Dalla Gran Bretagna arriva un’altra notizia assai allarmante. Il parlamento sta per approvare una legge che punta a limitare il diritto all’espressione del dissenso con particolare attenzione al tema delle “opere pubbliche”. Come riporta un articolo uscito sulla Stampa, il governo laburista intende affidare a un comitato tecnico il compito di compiere le scelte sulle localizzazioni ed eliminare la facoltà di ricorso e opposizione, da parte delle comunità locali, attualmente riconosciuto da un’apposita normativa.

Come fa notare l’articolista – peraltro schiacciato sulla tesi, tutt’altro che assodata, secondo la quale le opere in questione sarebbero il toccasana per il sistema economico britannico e anche per un pianeta alle prese con inquinamento crescente, risorse energetiche limitate, cambiamenti climatici in corso – l’idea di Gordon Brown è di rinunciare a un po’ di democrazia per arrivare prima, grazie a questa scorciatoia, ai risltati che si prefigge.

Appunto, siamo di fronte a una riduzione della democrazia, al punto che diventa sempre più difficile parlare di democrazia senza aggiungere un aggettivo: limitata? Autoritaria? Dimezzata? Sotto tutela?

Attorno alle grandi opere si gioca una partita importantissima: i potentati economici e politici cercando di far passare l’opposizione a certi interventi – che siano la Tav in Val di Susa, gli inceneritori in Campania, la base militare Usa in Veneto – come dei ribellismi attuati da estremisti ingenui, isterici e inconsapevoli. Non è così. Attorno alle grandi opere si gioca una partita strategica per il “modello di sviluppo” oggi dominante. E’ un modello che va cambiato e lo dicono per primi gli scienziati premiati col Nobel per i loro studi sui cambiamenti climatici.

Questo sistema inquinante, che divora la natura e distrugge l’ambiente, è insostenibile. Le grandi opere, non sempre ma quasi sempre, sono la punta più avanzata degli oltranzisti che non intendono cambiare nulla, forti di una fede nel mito della crescita che sfiora il fanatismo. La tentazione di mettere il bavaglio agli oppositori, dopo averli denigrati come sciocchi e manipolati estremisti, è fortissima nei poteri costituiti, in Gran Bretagna come in Italia e nel resto del mondo più industrializzato.

I benpensanti in genere sanno pochissimo di Tav, Dal Molin, inceneritori e si affidano al mantra recitato da industriali, politici e grandi media.
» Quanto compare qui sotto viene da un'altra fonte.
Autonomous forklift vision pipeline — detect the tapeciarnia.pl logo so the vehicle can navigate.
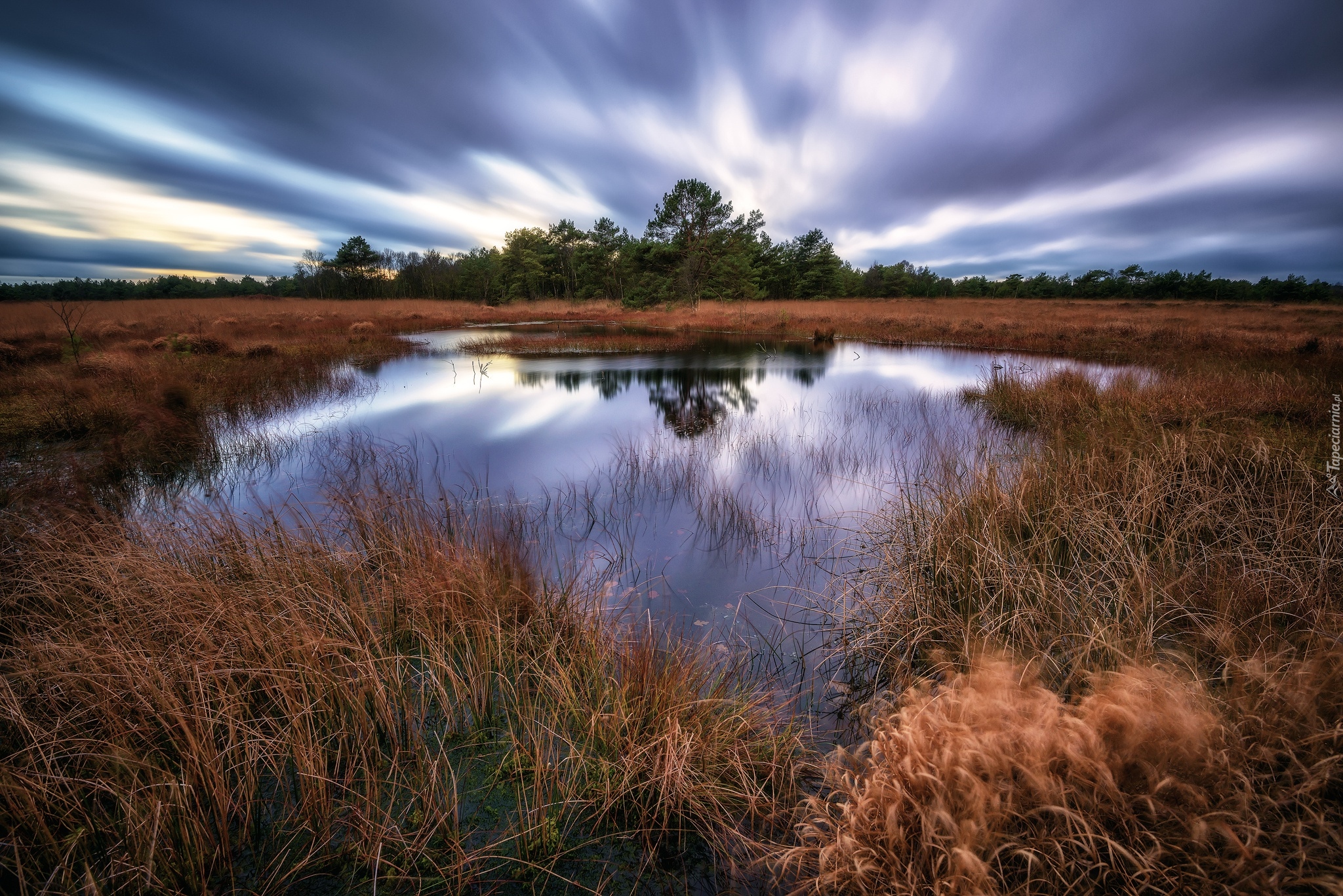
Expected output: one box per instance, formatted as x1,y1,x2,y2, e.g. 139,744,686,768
1324,395,1343,497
Non leggono libri come la ricerca di Donatella della Porta e Gianni Piazza dedicato alle “Ragioni del no”, nel quale si mostra l’alto livello di conoscenze e di competenze dei movimenti No Tav e No Ponte, preferiscono ripetere le frasi fatte e gli anatemi che si ascoltano in tv. Ignorano, per dire, che la zona di Acerra registra una delle più alte percentuali di malformazioni e tumori d’Europa, non hanno mai fatto un salto in Val di Susa per dare un’occhiata a una vallata già martoriata da un evidente eccesso di opere pubbliche, non leggono gli studi che dimostrano l’inutilità (se non per chi beneficerebbe dei soldi pubblici da investire) della tratta ad alta velocità, trascurano i problemi di sicurezza e di lesione della sovranità nazionale posti dal raddoppio della base militare statunitense a Vicenza, e così via.

La nuova legge di Gordon Brown mette a nudo quel che c’è dietro il braccio di ferro attorno alle grandi opere: il futuro delle nostre democrazie.